You know, much of our work at the Safety Board involves looking back on these accidents and incidents and asking what if. . . . what if the crew had been properly trained to respond to approach to stall? What if the captain and first officer kept to task and monitored their situational awareness, would they have been able to identify that they were lined up on the wrong runway? What if they had been forced to land on the river at night time?
Our recommendations look back to help us look forward – so that we do not repeat these mistakes and avoid the tragic consequences.
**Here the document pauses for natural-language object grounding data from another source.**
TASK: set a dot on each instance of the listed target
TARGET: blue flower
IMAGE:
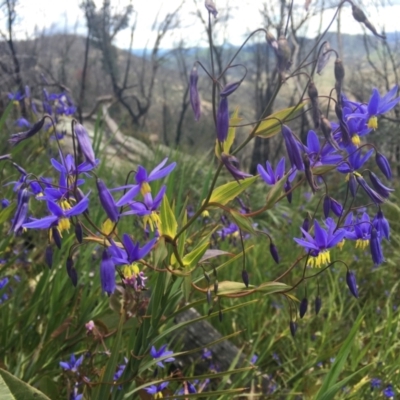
(73, 364)
(378, 105)
(156, 390)
(161, 353)
(324, 240)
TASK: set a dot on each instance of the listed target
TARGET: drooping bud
(209, 4)
(303, 307)
(375, 247)
(107, 201)
(283, 54)
(383, 164)
(359, 16)
(274, 252)
(327, 206)
(232, 165)
(271, 41)
(48, 256)
(324, 56)
(351, 283)
(292, 148)
(56, 236)
(313, 95)
(79, 232)
(245, 277)
(383, 190)
(107, 273)
(374, 196)
(318, 304)
(229, 88)
(194, 93)
(289, 194)
(19, 137)
(293, 328)
(336, 207)
(222, 120)
(84, 143)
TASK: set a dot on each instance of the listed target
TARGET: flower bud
(56, 236)
(48, 256)
(79, 232)
(351, 283)
(303, 307)
(327, 206)
(107, 201)
(274, 252)
(293, 328)
(71, 271)
(245, 277)
(194, 93)
(318, 304)
(383, 164)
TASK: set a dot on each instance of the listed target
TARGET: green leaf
(12, 388)
(243, 222)
(231, 287)
(340, 361)
(169, 226)
(272, 287)
(270, 126)
(225, 193)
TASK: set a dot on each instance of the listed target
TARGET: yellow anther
(373, 122)
(362, 243)
(108, 227)
(145, 188)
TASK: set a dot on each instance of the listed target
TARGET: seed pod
(245, 277)
(318, 304)
(293, 328)
(274, 252)
(327, 206)
(313, 94)
(383, 164)
(303, 307)
(351, 283)
(48, 256)
(79, 232)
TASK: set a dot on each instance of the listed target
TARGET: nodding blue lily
(323, 240)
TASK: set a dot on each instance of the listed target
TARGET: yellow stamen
(356, 140)
(323, 258)
(108, 227)
(362, 243)
(341, 244)
(205, 214)
(373, 122)
(145, 188)
(130, 271)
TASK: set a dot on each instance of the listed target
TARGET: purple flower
(222, 119)
(107, 273)
(73, 364)
(85, 144)
(194, 93)
(318, 247)
(161, 353)
(155, 389)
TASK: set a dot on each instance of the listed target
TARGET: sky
(53, 16)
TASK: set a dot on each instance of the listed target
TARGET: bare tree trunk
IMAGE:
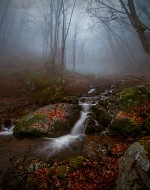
(137, 24)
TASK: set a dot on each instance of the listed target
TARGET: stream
(57, 149)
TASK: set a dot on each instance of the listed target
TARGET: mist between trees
(96, 36)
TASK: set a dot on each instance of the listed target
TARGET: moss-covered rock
(125, 127)
(51, 120)
(133, 96)
(134, 167)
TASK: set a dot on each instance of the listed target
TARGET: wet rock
(52, 120)
(125, 127)
(134, 167)
(102, 116)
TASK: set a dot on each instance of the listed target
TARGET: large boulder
(125, 127)
(134, 167)
(51, 120)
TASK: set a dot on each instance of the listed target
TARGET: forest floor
(20, 94)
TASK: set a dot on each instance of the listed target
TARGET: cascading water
(77, 133)
(80, 125)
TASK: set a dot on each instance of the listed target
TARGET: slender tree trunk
(137, 24)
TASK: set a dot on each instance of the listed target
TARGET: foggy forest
(74, 94)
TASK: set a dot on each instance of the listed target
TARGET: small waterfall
(80, 125)
(56, 145)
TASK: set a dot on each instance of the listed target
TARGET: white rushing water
(77, 133)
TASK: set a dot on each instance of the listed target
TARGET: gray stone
(134, 167)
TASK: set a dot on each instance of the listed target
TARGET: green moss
(125, 127)
(32, 184)
(76, 162)
(146, 144)
(131, 130)
(133, 96)
(24, 127)
(62, 171)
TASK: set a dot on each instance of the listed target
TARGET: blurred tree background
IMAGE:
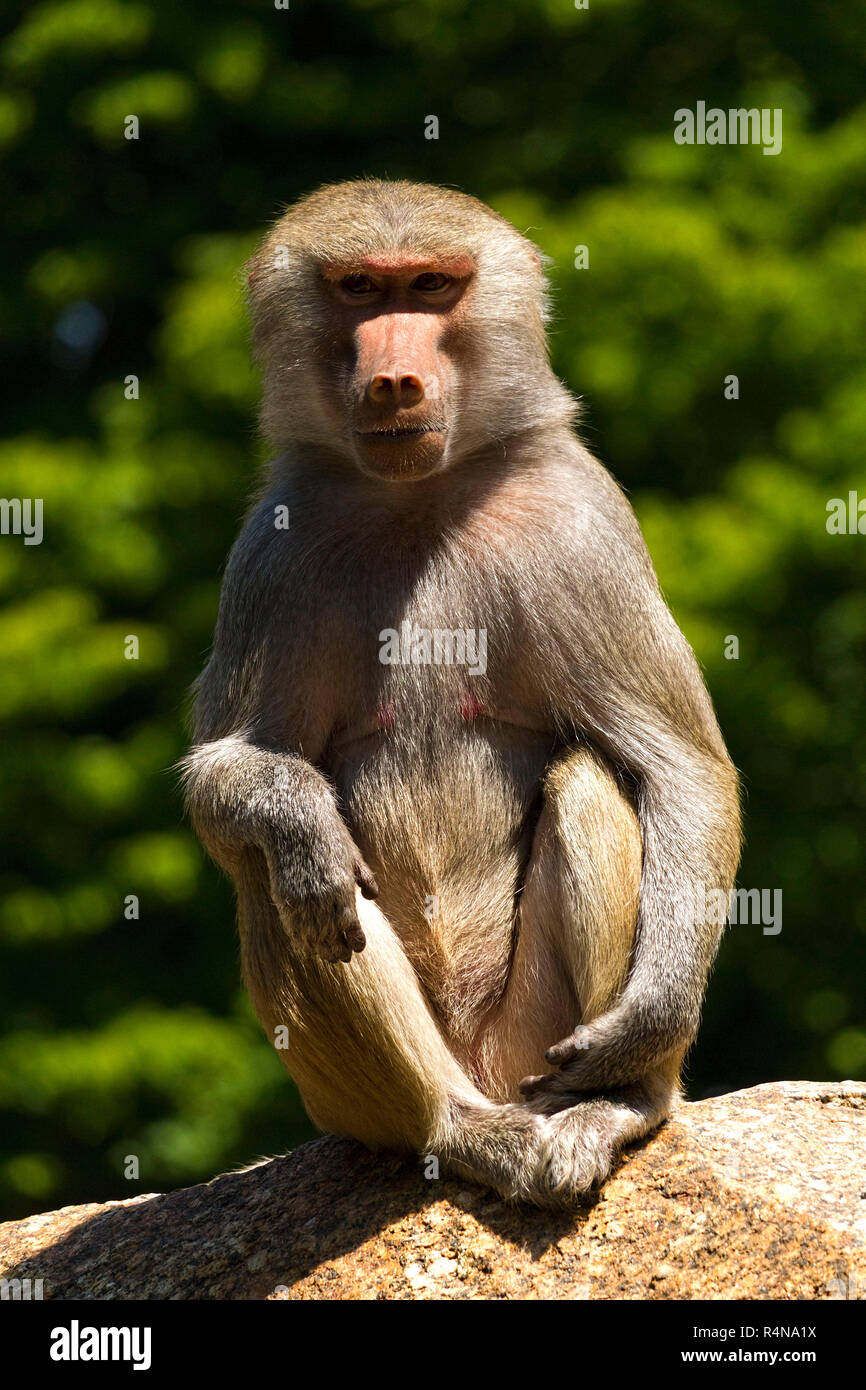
(132, 1037)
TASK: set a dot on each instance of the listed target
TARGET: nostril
(381, 388)
(412, 389)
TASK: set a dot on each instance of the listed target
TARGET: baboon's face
(391, 369)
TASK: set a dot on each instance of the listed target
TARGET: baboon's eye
(357, 284)
(431, 281)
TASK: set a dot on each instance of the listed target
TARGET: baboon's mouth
(395, 432)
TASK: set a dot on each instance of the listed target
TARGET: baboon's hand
(313, 881)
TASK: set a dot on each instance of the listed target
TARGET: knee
(592, 818)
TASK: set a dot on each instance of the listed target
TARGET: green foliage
(124, 257)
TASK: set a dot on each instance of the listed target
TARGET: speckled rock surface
(755, 1194)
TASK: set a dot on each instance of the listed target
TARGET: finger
(366, 880)
(533, 1084)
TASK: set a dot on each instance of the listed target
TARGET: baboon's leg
(576, 933)
(367, 1054)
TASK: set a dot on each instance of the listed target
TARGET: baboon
(470, 890)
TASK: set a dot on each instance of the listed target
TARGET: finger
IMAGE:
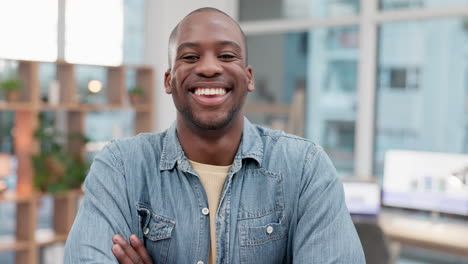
(138, 246)
(128, 250)
(120, 254)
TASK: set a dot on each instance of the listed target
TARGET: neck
(214, 147)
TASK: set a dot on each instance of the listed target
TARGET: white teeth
(210, 91)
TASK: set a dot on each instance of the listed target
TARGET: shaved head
(175, 31)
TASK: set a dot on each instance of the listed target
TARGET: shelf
(15, 106)
(12, 196)
(143, 107)
(74, 107)
(44, 237)
(26, 239)
(9, 243)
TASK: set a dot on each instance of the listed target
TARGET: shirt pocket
(263, 244)
(262, 226)
(156, 231)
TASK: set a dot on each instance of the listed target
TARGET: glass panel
(29, 29)
(7, 257)
(411, 4)
(324, 62)
(45, 207)
(250, 10)
(47, 75)
(86, 79)
(134, 31)
(8, 70)
(94, 31)
(101, 127)
(422, 94)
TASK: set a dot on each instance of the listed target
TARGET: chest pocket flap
(154, 227)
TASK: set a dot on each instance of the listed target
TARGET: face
(209, 79)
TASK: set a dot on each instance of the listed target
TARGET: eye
(227, 57)
(190, 58)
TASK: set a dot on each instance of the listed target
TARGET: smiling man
(213, 188)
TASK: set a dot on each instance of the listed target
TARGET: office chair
(374, 242)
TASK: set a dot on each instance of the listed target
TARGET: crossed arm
(130, 253)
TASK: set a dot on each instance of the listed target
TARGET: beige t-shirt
(212, 178)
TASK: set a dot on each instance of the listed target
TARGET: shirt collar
(251, 146)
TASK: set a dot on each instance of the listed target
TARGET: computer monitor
(426, 181)
(362, 198)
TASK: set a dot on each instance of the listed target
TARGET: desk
(445, 236)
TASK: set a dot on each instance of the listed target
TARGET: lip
(210, 100)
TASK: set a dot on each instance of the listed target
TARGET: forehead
(203, 27)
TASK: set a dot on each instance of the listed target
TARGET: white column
(162, 16)
(61, 30)
(364, 139)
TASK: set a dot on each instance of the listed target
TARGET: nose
(208, 66)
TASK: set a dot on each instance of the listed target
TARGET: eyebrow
(195, 45)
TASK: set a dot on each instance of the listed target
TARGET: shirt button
(205, 211)
(269, 229)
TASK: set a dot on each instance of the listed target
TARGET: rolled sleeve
(105, 211)
(325, 232)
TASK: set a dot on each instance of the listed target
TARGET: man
(213, 188)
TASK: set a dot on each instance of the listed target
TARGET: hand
(125, 253)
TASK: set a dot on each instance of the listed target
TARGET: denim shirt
(282, 202)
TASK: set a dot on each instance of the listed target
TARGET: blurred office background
(362, 78)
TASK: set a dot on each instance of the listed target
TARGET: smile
(210, 91)
(210, 96)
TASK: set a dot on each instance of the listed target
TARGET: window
(29, 33)
(424, 55)
(250, 10)
(89, 38)
(413, 4)
(324, 63)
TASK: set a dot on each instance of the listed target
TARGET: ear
(251, 79)
(167, 81)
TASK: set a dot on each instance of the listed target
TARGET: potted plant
(56, 170)
(135, 94)
(10, 88)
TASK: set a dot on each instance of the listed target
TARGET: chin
(213, 122)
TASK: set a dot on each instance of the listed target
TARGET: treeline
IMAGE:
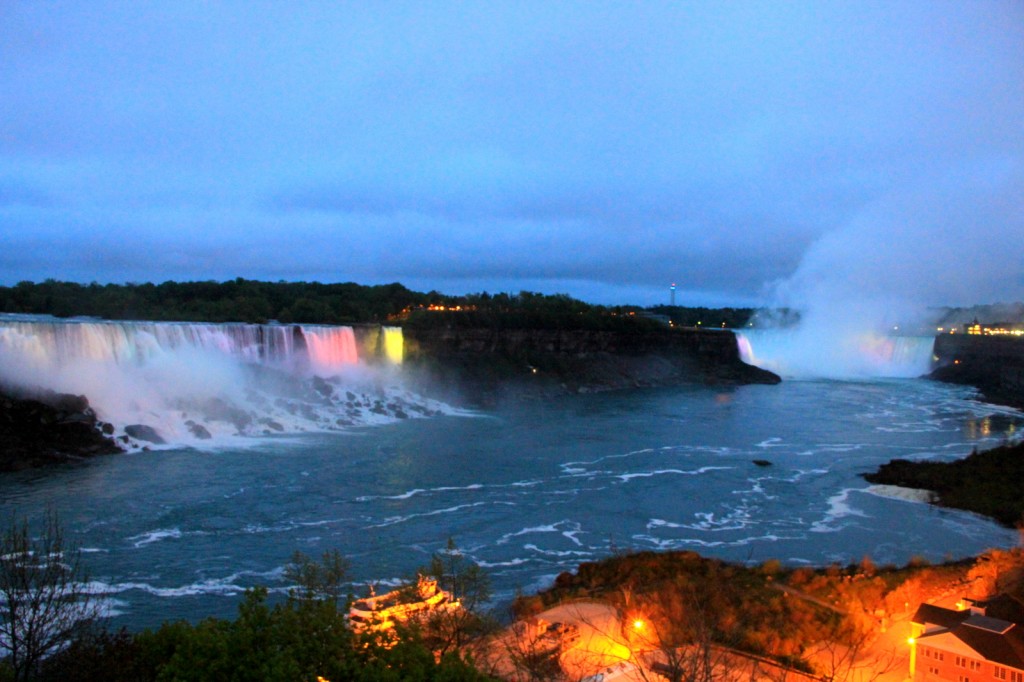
(311, 302)
(530, 310)
(237, 300)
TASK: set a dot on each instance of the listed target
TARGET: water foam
(802, 352)
(210, 385)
But I also know that it’s not enough to look back on what more could have been done in the past, so allow me to share some thoughts with you on what we can do going forward.
The NTSB realizes that a big part of the problem you face is the slowness and unpredictability of the regulatory process. The airline industry is constantly moving forward and adjusting to new technologies and evolving economic realities. You should be able to look to regulations for guidance on best practices, yet they fail time and time again to keep pace.
The intense media scrutiny over any incident and particularly on accidents, like the Colgan Air crash, tends to focus the attention of the Congress, and as you know, following the accident in Buffalo they responded with multiple legislative proposals in both the House and the Senate intended to bypass the slow regulatory process.
Both the House and Senate have moved legislation that requires the FAA to improve overall safety in the industry. Both bills call for the FAA to revise the flight and duty time rules; to revise training programs for flight crews; and even to require a minimum number of hours to qualify for a certificate. Last week at our forum, I was disappointed to hear that the flight and duty time NPRM is now scheduled to be published in September. Last summer we all had high hopes that the quick fuse ARC would result in new standards in record time. Now we are facing the third delay and what started out of the blocks as a record-setting 200 meter dash, has now begun to look more like a steeplechase event.
The Safety Board has called on the FAA to adopt a number of these initiatives for years; in fact, we’re pleased to see that many elements stem from board recommendations.
Many of you know that our “Most Wanted” list identifies what we view as our top safety priorities. Flight and duty time has been on our “Most Wanted” list; recommendations on fatigue have made the list every year since the list’s inception in 1990 and this year we added pilot proficiency to the list, focusing on records and remedial training.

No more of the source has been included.